H2 — WebBrowser_ToolCalling accepts sessionId

Ignored both outputSchema and sessionId.

  • Accepts both 5th + 6th positional params.
  • Sorted-tool-name fingerprint stored on ChromeChatSessionState.toolsFingerprint. Tool-set change rebuilds.
  • Correctness guard: only cache when input.messages is present. Bare-prompt callers always rebuild because Chrome appends tool-result turns to the session's internal state opaquely — reusing a cache the orchestrator hasn't fully replayed would double-feed results.
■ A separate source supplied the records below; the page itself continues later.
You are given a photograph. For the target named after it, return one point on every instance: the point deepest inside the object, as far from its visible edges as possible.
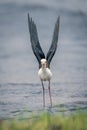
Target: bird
(44, 71)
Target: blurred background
(19, 83)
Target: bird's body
(44, 72)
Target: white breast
(45, 74)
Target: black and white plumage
(44, 72)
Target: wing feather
(34, 40)
(53, 46)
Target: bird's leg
(43, 94)
(50, 94)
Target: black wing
(53, 47)
(34, 40)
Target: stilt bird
(44, 72)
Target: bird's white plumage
(44, 73)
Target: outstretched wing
(53, 47)
(34, 40)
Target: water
(20, 87)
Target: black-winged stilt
(44, 72)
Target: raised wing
(53, 46)
(34, 40)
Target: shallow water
(20, 87)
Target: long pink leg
(50, 94)
(43, 94)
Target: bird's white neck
(43, 67)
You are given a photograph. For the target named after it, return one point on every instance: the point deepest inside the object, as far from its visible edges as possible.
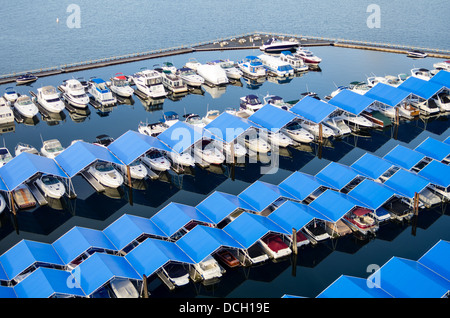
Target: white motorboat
(106, 174)
(276, 45)
(206, 151)
(10, 95)
(445, 65)
(297, 63)
(307, 56)
(21, 147)
(74, 93)
(149, 82)
(153, 129)
(173, 82)
(314, 129)
(169, 118)
(210, 116)
(213, 74)
(296, 132)
(6, 113)
(276, 66)
(25, 106)
(194, 120)
(193, 64)
(176, 273)
(190, 77)
(51, 148)
(252, 66)
(101, 92)
(5, 156)
(51, 186)
(156, 160)
(120, 86)
(250, 104)
(48, 97)
(137, 170)
(443, 101)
Documented in code.
  • On error: drop+destroy.
  • File: providers/chrome-ai/src/ai/common/WebBrowser_ToolCalling.ts (line ~104 signature).
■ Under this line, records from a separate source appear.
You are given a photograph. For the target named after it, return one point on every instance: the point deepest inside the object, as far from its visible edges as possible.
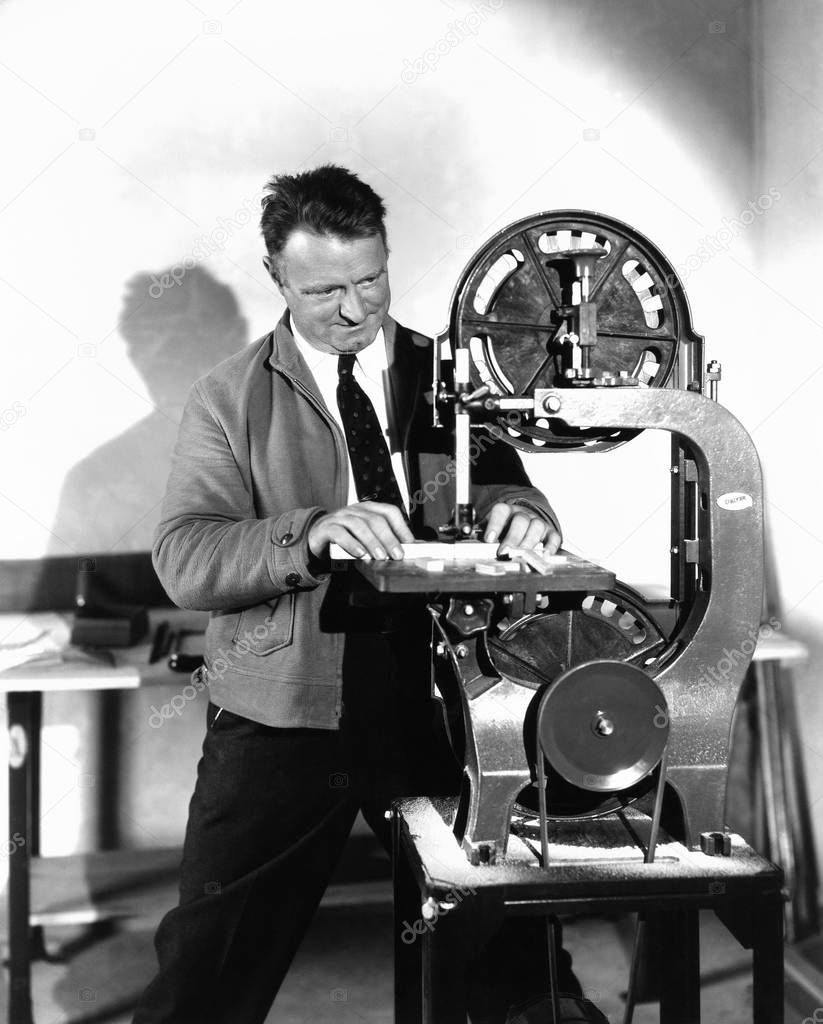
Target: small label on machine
(735, 501)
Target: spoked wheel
(507, 310)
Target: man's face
(337, 290)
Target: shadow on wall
(111, 500)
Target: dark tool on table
(100, 619)
(180, 660)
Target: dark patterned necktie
(371, 462)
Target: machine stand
(446, 909)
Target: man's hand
(367, 529)
(518, 526)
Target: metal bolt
(429, 909)
(603, 726)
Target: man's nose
(352, 306)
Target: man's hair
(328, 200)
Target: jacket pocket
(266, 628)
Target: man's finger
(534, 534)
(342, 537)
(371, 530)
(394, 517)
(516, 529)
(497, 517)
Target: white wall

H3 — Validate tool-call arguments against inputSchema

callInput = (args[0] ?? {}) was forwarded verbatim; filterValidToolCalls only checked the tool name.

  • Compile each tool's inputSchema once via compileSchema from @workglow/util/schema, cached by name.
  • Validate captured args before filterValidToolCalls. Invalid → drop + getLogger().warn(...) matching the existing name-only warning style.
  • Tools whose inputSchema fails to compile log once and fall through to name-only validation (no run-level crash).
  • File: providers/chrome-ai/src/ai/common/WebBrowser_ToolCalling.ts (line ~128 execute stub + new validator pass).

H4 — Validate StructuredGeneration final JSON against outputSchema

When JSON.parse failed AND parsePartialJson returned undefined, the run-fn cast {} to the output type, emitted a finish event, and downstream code had no way to distinguish that from a legitimate empty payload.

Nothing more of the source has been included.